It is clear that in the twenty first century, people, especially intoxicated people, occasionally urinate in inappropriate places. There's no reason to believe that people were any different a few hundred years ago.
However, several centuries ago it was not normal to urinate on curtains
The sanitary needs of Tudor courtiers at Hampton Court Palace were met in a variety of ways. The lodgings of the senior members of the court, such as those in Base Court, had their own garderobe shafts. Some used piss-pots, like the Tudor pot excavated and displayed at Hampton Court (still containing traces of Tudor urine). Lower-ranking members of the court would use the ‘common jakes’ in the south-west corner of the palace, later known as the Great House of Easement, where lavatories drained via the moat into the river. Fourteen people could be seated here simultaneously.
From Historic Royal Palaces

Toilets on two levels over the river Skell at Fountains Abbey, a Cistercian monastery founded in 1132.

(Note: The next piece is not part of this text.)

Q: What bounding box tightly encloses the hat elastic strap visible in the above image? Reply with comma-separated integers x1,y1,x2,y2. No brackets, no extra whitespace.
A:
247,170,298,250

As for "not have time to bathe thoroughly" - probably nobody bathed in a way that would be considered thorough today. Not for lack of time but simply because it wasn't thought necessary.
everyone stank, no one noticed it or recorded it for history. Sensitive souls might bury their faces in nosegays or scented hankies when a long-unwashed regiment tramped past, but most of our forebears remained as blissfully unaware of their stench as we are of the growing foulness of our air.